Fr. Tom Mckenna of the Eastern Province of the Congregation of the Mission, in a post that originally appeared on FamVin, reflects on our obstacles to listening.
“On Listening” (Luke 11: 16, 29-31)
One of the most gratifying compliments is to hear that you listen well. It conveys another’s feeling that something of his or her inner self has gotten through, that not just the words but the deeper resonances of those words have registered. Shallow listening habits are many and include such things as claiming the other’s experience (“That happened to me too and I know all about it”), not tuning into the feeling under the person’s voice, concluding that you’ve heard it all before, being mentally elsewhere, and so on. Fuller listening takes practice, discipline, openness, and a willingness to drop preconceptions.

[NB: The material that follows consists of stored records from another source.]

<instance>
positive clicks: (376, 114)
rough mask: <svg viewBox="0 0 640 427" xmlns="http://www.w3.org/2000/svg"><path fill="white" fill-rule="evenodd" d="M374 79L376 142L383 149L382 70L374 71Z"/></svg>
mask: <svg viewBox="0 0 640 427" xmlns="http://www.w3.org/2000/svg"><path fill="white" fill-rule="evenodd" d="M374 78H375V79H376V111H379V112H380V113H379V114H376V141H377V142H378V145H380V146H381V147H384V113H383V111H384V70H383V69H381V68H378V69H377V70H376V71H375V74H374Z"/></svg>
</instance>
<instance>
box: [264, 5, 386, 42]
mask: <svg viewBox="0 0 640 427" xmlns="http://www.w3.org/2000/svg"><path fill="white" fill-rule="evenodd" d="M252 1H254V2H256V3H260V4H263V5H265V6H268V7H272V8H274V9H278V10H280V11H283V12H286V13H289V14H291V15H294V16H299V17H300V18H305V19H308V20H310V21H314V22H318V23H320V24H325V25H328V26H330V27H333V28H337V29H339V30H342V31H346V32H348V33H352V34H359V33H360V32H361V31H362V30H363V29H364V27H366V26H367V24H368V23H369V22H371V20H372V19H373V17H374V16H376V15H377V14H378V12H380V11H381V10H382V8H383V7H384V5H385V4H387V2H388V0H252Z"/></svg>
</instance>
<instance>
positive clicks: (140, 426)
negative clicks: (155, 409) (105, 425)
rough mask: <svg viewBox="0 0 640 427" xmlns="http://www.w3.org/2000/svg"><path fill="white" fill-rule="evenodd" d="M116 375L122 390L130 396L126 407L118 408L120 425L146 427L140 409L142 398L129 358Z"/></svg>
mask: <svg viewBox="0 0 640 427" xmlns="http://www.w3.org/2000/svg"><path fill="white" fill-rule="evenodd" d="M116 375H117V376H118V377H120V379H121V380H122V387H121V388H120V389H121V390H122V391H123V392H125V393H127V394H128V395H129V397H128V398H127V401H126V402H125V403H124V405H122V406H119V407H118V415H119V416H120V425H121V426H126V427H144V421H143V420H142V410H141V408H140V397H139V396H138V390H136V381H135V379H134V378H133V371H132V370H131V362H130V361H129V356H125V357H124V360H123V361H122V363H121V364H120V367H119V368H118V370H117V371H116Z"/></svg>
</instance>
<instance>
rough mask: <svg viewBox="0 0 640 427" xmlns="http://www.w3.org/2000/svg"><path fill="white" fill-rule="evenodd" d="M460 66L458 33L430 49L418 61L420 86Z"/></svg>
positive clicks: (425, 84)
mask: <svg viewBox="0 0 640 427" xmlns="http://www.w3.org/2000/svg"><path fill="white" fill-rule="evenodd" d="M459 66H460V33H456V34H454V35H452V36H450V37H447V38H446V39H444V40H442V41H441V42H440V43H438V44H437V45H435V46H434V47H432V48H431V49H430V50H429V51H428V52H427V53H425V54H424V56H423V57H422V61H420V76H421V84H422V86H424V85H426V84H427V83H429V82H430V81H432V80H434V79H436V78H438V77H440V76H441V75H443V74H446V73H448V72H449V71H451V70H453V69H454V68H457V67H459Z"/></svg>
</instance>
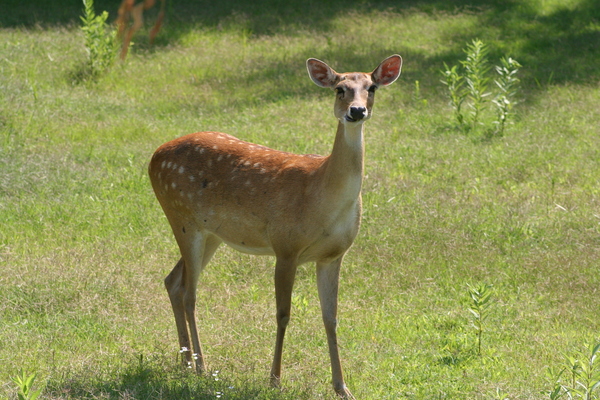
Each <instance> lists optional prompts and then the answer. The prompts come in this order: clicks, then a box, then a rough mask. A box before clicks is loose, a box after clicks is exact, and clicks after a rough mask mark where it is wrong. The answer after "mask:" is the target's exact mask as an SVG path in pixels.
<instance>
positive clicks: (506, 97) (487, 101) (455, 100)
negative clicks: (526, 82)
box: [441, 39, 521, 136]
mask: <svg viewBox="0 0 600 400" xmlns="http://www.w3.org/2000/svg"><path fill="white" fill-rule="evenodd" d="M464 52H465V54H466V60H464V61H460V65H461V66H462V70H461V69H459V66H458V65H454V66H452V67H449V66H448V65H447V64H446V63H444V68H445V69H444V70H442V71H441V73H442V76H443V77H444V79H443V80H442V83H443V84H444V85H446V86H447V87H448V92H449V97H450V105H451V106H452V109H453V110H454V119H455V121H456V123H457V125H458V127H459V128H460V129H461V130H463V131H471V132H475V131H476V130H477V127H478V126H480V125H481V118H482V115H483V113H484V111H485V110H486V109H487V102H488V97H489V96H490V94H491V92H489V91H488V86H489V82H490V78H489V77H488V74H489V71H490V69H491V68H490V65H489V62H488V59H487V56H488V52H489V50H488V48H487V46H486V45H485V44H484V43H483V42H482V41H481V40H479V39H475V40H473V41H472V43H471V44H468V45H467V48H466V49H465V50H464ZM500 63H501V65H500V66H495V70H496V72H497V73H498V75H499V77H498V78H497V79H495V80H494V83H495V84H496V86H497V87H498V90H499V92H498V93H497V94H496V96H494V99H493V100H492V103H493V104H494V106H495V109H496V115H497V118H496V121H494V124H495V125H496V130H495V131H494V134H495V135H498V136H502V135H503V134H504V129H505V127H506V121H507V119H508V116H509V114H510V112H511V111H512V109H513V107H514V106H515V104H516V102H515V100H514V98H515V96H516V94H517V90H518V87H517V84H518V82H519V79H518V78H517V77H516V74H517V73H518V71H519V68H520V67H521V65H520V64H519V63H518V62H517V61H516V60H514V59H512V58H510V57H503V58H502V59H501V60H500ZM465 101H466V104H467V105H468V107H469V109H470V112H469V114H468V118H465V116H464V115H463V103H465Z"/></svg>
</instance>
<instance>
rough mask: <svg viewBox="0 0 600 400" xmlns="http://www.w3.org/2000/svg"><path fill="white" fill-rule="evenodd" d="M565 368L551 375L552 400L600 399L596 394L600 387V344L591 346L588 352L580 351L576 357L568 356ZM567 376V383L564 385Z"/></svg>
mask: <svg viewBox="0 0 600 400" xmlns="http://www.w3.org/2000/svg"><path fill="white" fill-rule="evenodd" d="M565 358H566V364H565V366H564V368H563V369H562V370H561V371H559V372H558V373H552V372H550V373H549V376H550V378H551V379H552V381H553V388H552V390H551V391H550V392H548V395H549V398H550V399H551V400H556V399H560V398H562V397H563V396H566V397H567V398H568V399H581V400H593V399H599V398H600V396H598V394H597V393H596V392H597V390H596V389H598V388H599V387H600V343H597V344H595V345H591V346H589V347H588V348H587V351H585V350H584V351H579V352H577V353H576V354H575V355H574V356H571V355H567V356H566V357H565ZM562 376H566V379H567V380H568V382H567V383H564V384H563V383H562Z"/></svg>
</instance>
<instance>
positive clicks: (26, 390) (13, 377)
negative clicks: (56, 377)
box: [12, 370, 43, 400]
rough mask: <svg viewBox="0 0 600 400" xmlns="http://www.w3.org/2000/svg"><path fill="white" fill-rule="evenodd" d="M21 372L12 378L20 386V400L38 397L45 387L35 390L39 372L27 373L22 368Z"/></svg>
mask: <svg viewBox="0 0 600 400" xmlns="http://www.w3.org/2000/svg"><path fill="white" fill-rule="evenodd" d="M19 374H20V375H17V376H15V377H13V378H12V380H13V382H14V383H16V384H17V386H18V387H19V392H18V393H17V396H18V398H19V400H35V399H37V398H38V396H39V395H40V393H41V392H42V389H43V388H39V389H38V390H33V382H34V381H35V378H36V376H37V374H36V373H33V374H31V375H27V374H26V373H25V371H23V370H21V371H20V372H19Z"/></svg>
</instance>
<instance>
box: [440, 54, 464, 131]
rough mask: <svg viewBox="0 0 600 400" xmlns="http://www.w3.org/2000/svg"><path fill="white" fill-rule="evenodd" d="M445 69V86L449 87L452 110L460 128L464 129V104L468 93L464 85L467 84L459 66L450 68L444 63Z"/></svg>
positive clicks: (454, 66) (456, 121)
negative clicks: (463, 110) (464, 80)
mask: <svg viewBox="0 0 600 400" xmlns="http://www.w3.org/2000/svg"><path fill="white" fill-rule="evenodd" d="M444 67H445V68H446V69H445V70H444V71H442V74H443V75H444V80H443V81H442V83H443V84H445V85H446V86H448V91H449V93H450V104H451V105H452V109H453V110H454V119H455V120H456V123H457V124H458V126H460V127H462V126H463V124H464V120H465V118H464V116H463V114H462V104H463V102H464V101H465V98H466V97H467V92H465V91H464V89H463V85H464V83H465V81H464V77H463V76H462V75H461V74H459V72H458V65H454V66H453V67H452V68H449V67H448V65H447V64H446V63H444Z"/></svg>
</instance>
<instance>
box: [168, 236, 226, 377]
mask: <svg viewBox="0 0 600 400" xmlns="http://www.w3.org/2000/svg"><path fill="white" fill-rule="evenodd" d="M182 236H184V237H181V236H179V235H176V238H177V242H178V243H179V248H180V250H181V255H182V257H181V259H180V260H179V262H177V264H176V265H175V267H174V268H173V270H172V271H171V273H170V274H169V275H168V276H167V277H166V278H165V287H166V288H167V292H168V293H169V299H170V300H171V306H172V308H173V314H174V316H175V324H176V326H177V335H178V337H179V346H180V351H181V353H182V361H183V364H184V366H185V367H188V368H192V366H193V364H194V361H195V366H196V372H198V373H201V372H203V371H205V370H206V365H205V362H204V355H203V353H202V347H201V345H200V340H199V338H198V327H197V324H196V288H197V286H198V278H199V276H200V273H201V272H202V270H203V269H204V267H205V266H206V264H208V262H209V261H210V259H211V258H212V256H213V254H214V253H215V251H216V249H217V247H219V244H220V243H221V241H220V240H219V239H218V238H216V237H215V236H212V235H210V234H204V233H201V232H196V233H194V234H188V235H187V236H186V235H182ZM184 238H185V239H186V240H184ZM192 349H193V350H192Z"/></svg>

In Luke’s gospel especially, Jesus praises listening and is critical of its opposite. The Pharisees have been after him for a “sign,” some clear-as-day revelation of God’s power. And Jesus goes back at them for their tone-deafness to the sounds of God ringing through their ears right then and there. He cites Jonah whose preaching in the streets of Nineveh caught the hearts of the hard-hearted citizens of that town. He brings up this foreigner Queen who when she walked into Solomon’s court dropped her certainties and let herself be moved by the graciousness of his wisdom. But now this God-filled person in their midst, Jesus himself, speaks God’s Word directly to them — and it bounces off. How is it that people so close up to the human presence of God can miss the force of his words and actions?
It’s a question for anyone who would follow close behind the Lord Jesus. What preoccupations deaden our hearing to the words he speaks — and The Word he is?
There’s what we might call over-familiarity. Because we’ve heard these gospel stories countless times over, it’s a temptation to think there’s little newness left in them. But as carriers of God’s limitless word, they have a depth and scope that always reaches out beyond our full comprehension. New situations in person’s life can shake new meanings out of these texts. New conditions in society can unlock significance previously missed. Plain old growing older causes a listener to hear these proclamations from this different ledge in life. Listened to with care, Gospel words can peel back the filters familiarity pastes on them.
Another is insufficient preparation, not getting ready. It’s been age old Christian practice to do things like: slow down one’s breathing, put oneself in the presence of God, express thanksgiving, ask the Spirit for openness, visualize the gospel scene, etc. Heartfelt listening requires a shift of consciousness, a move away from what’s taking my immediate attention to attune to what is being said. The hectic, hyper-connected pace of modern living raises the ante here. Not to slow down before approaching the Word of God most often blunts its impact and deadens its saving sound.
A third is having too narrow an expectation of where the Word is being spoken. For sure that saving message comes in the Scriptures and through the sacraments and religious reading. But as the Creator’s very presence, it shows itself in many more places. Vincent for one could read God’s writing on the hearts of the neglected of his time. Thomas Aquinas could decipher it in the writings of people outside the pale of Christianity. Theresa of Avila caught its demands in her work of organizing and stabilizing. Pope Francis detects it not only in the riches of nature but also in the emergency rooms of this world. God’s Word plays in ten thousand places, says the poet, and the effort to listen with a wider hearing is the call Jesus issues all through his ministry.
It’s those two distraught people walking the Emmaus road who put a face on Luke’s lesson. Tempted to “know it all” even before the Stranger begins to explain, they hold back and strain to keep their ears open to what he says. Doing that, they are soon enough opening their hearts to Who He is.